Dynamic Pools for Volumes with Replication Factor 1
This feature is under Directed Availability. Please engage with your Portworx representative if you are interested and need to enable it in your environment under the current guidelines.
Portworx’s Kube Datastore (KDS) is a distributed datastore that provides highly available, resilient, and efficient datastores for shared storage backend (SAN), cloud drives, and local block storage.
Each storage pool is created using a set of homogeneous storage devices available within a node, and a collection of these homogeneous storage pools within a cluster combined together forms a Kube Datastore. For more information, see Kube Datastore.
Static storage pools: Pools created from direct attached storage in a shared-nothing architecture. They cannot be detached and reattached to another node after creation. High availability for volumes in static pools is achieved through replication (repl=2 or repl=3). If a node fails, another replica serves the volume based on the configured replication factor.
Dynamic storage pools: Pools created from FlashArray Cloud Drives (FACD). These pools can be detached from one node and reattached to another. During relocation, all volumes in the pool move together instead of relying on intra-cluster replication. This enables efficient failover for volumes by leveraging the resiliency of the shared storage backend. Portworx Enterprise supports dynamic pools for volumes with repl=1 in environments using FACD and PX-StoreV2. Static pools can continue to host volumes with higher replication factors (repl>1).
KDS dynamic storage pools are designed for shared storage backend (SAN) environments. KDS dynamic storage pools leverage the capabilities of the underlying FlashArray volumes to deliver superior data reduction, data protection, and resiliency, including:
- Erasure coding for fault tolerance
- Data reduction for storage efficiency
- Efficient network utilization
- Elimination of network I/O amplification caused by replication
- No east-west traffic for rebuild operations
Storage Configuration for Dynamic and Static Pools
In environments that use both dynamic and static pools, clusters may contain a mix of repl=1 and repl=2 (or higher) volumes. Mixed pool configurations are supported but require explicit planning to ensure correct workload placement and failover behavior.
Dynamic pools support only repl=1 volumes and enable pool-level failover.
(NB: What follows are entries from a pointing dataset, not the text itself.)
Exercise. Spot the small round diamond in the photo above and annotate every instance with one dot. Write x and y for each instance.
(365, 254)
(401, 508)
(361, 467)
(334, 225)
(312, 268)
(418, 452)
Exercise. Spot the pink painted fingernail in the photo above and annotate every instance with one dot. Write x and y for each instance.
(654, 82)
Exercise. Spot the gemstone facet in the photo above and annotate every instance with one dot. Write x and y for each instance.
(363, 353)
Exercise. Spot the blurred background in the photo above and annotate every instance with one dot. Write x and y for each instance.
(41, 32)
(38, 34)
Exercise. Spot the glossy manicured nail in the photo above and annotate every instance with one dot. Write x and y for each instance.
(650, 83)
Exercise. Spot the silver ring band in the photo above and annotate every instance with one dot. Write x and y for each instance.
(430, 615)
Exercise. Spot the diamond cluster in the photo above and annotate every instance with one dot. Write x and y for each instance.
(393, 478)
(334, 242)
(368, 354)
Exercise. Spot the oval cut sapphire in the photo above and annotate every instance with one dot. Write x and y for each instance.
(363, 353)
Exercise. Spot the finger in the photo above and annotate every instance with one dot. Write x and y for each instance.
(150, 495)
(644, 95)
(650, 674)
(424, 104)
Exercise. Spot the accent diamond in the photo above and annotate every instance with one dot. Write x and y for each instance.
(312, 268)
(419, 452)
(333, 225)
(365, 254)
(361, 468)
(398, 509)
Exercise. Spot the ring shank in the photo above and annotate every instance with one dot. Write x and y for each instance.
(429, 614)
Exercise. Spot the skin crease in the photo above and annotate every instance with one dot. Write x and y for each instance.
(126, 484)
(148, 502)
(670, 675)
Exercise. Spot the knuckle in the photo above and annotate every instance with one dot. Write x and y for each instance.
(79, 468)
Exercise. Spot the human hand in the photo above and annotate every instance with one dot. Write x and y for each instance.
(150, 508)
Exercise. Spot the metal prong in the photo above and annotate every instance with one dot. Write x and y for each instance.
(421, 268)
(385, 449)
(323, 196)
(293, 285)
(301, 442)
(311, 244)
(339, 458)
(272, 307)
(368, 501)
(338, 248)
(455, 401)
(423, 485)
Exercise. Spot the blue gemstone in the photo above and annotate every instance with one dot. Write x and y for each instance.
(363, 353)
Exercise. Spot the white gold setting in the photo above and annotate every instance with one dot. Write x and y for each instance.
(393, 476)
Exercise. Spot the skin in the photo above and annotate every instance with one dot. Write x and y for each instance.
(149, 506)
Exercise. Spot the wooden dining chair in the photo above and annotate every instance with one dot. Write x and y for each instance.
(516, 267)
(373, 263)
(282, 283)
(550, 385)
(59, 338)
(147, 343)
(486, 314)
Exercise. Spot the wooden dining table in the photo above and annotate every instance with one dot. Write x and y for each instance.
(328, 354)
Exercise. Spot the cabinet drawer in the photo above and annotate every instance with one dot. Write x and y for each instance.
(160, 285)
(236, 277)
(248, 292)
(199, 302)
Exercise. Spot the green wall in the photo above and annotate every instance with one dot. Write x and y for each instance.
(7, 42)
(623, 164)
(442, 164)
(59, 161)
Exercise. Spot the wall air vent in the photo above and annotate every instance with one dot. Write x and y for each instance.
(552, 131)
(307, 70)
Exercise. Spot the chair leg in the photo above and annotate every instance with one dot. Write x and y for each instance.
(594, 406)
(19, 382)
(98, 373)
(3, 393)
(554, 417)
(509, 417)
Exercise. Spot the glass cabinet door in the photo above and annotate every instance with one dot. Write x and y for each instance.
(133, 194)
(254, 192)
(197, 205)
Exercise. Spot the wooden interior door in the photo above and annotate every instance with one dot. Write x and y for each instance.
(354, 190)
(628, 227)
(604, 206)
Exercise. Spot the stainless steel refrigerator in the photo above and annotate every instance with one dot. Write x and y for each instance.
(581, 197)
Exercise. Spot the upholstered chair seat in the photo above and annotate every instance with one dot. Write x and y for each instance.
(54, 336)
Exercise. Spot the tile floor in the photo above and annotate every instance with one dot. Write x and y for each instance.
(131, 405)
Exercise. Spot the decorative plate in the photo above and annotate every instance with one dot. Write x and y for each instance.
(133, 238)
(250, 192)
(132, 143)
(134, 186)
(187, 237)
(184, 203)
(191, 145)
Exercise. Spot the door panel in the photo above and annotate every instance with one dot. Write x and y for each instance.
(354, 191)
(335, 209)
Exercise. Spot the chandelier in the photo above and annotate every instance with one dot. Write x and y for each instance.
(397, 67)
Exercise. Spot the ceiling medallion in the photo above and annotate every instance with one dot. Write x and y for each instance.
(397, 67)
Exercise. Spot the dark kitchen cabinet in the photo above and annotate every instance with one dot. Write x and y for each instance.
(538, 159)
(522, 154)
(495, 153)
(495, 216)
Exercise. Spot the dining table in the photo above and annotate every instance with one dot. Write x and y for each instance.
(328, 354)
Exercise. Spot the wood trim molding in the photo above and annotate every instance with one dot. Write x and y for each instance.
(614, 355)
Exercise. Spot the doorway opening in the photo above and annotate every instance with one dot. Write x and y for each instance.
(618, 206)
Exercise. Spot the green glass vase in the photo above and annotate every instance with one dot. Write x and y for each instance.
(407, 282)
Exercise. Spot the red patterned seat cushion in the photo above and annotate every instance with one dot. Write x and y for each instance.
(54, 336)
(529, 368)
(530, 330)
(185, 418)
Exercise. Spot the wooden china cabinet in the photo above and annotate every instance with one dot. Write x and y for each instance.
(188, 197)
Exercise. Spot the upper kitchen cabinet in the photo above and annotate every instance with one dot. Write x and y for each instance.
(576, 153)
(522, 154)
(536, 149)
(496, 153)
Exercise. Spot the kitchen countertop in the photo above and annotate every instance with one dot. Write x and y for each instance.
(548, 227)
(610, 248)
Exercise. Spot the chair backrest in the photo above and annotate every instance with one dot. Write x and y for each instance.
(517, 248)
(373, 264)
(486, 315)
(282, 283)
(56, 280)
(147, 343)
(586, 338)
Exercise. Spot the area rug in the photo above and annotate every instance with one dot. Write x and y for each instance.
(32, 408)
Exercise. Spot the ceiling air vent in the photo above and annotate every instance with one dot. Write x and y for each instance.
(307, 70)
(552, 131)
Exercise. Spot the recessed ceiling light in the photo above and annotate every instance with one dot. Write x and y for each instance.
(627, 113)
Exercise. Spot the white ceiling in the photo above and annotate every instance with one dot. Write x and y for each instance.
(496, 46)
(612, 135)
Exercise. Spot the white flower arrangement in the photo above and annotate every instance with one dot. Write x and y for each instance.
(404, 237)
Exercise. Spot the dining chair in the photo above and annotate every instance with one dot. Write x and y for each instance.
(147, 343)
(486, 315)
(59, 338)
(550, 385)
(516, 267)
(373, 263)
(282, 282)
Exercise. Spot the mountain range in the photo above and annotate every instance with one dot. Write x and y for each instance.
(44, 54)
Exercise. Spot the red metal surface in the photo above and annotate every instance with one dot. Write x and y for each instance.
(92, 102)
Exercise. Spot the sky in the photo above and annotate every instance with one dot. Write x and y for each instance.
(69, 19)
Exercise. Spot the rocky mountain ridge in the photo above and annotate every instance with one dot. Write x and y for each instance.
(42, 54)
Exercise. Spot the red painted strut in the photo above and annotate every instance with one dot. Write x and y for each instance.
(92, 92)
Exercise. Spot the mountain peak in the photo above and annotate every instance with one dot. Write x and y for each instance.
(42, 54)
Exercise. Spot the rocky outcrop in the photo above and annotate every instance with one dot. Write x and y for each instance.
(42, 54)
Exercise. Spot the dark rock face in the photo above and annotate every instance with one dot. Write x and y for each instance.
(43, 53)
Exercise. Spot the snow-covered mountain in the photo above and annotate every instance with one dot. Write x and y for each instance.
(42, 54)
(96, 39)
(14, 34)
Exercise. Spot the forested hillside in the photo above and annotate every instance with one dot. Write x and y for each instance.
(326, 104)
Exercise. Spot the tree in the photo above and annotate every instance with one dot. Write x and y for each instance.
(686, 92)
Volumes with higher replication factors (repl=2 or repl=3) use replication-based high availability and do not participate in dynamic pool failover.
When you configure storage, follow these guidelines:
- Use dynamic pools for workloads that require fast failover using shared storage backends.
- Use static pools for workloads that require replication-based availability (
repl=2+). - Configure storage classes with the appropriate replication factor. For example,
repl=1for dynamic pools.
If you are migrating from a replication-based setup to dynamic pools:
- Convert existing volumes to
repl=1using HA reduction. For more information, see Decreasing the replication factor. - Pool failover does not occur if any volume in the pool has a replication factor greater than 1.
In mixed environments:
- Pools with
repl=1volumes can fail over across nodes. - Pools with
repl=2+volumes use replication-based recovery. - Failover eligibility is determined at the pool level based on the volumes present.
Dynamic pools failover and node selection
Dynamic pools with repl=1 volumes can fail over to any node in the cluster. The only exception is nodes explicitly marked as storageless, which are not eligible to host storage in a disaggregated cluster.
During failover, Portworx Enterprise automatically migrates the affected pool to a healthy node without restarting the Portworx service and without interrupting application I/O. This applies to both planned maintenance events and unplanned node failures. As a result, volumes remain available and workloads continue running with minimal disruption.
A coordinator node manages the failover process. It monitors node health and orchestrates pool migration by selecting a suitable destination node based on the volume placement strategy, failure domain, attached volume replica count, and overall node health. If the coordinator node fails shortly after a storage node failure, failover timing may be further delayed. For more information on how a node is selected for migration, see Node selection during pool migration.
Pool failover operations are retried automatically up to three times if they fail. If all retries fail, manual intervention may be required. After the underlying issue is resolved, triggering failover again typically restores normal operation.
If multiple pools fail over at the same time, each pool migrates independently. Portworx Enterprise manages pool migration using the node selection criteria described in Node selection during pool migration. Based on these criteria, pools may migrate to the same node or to different nodes.
After a pool fails over to a new node, it does not automatically fail back to the original node. Portworx Enterprise rebalances and redistributes the pool based on cluster imbalance conditions. For more information, see Dynamic pool rebalance.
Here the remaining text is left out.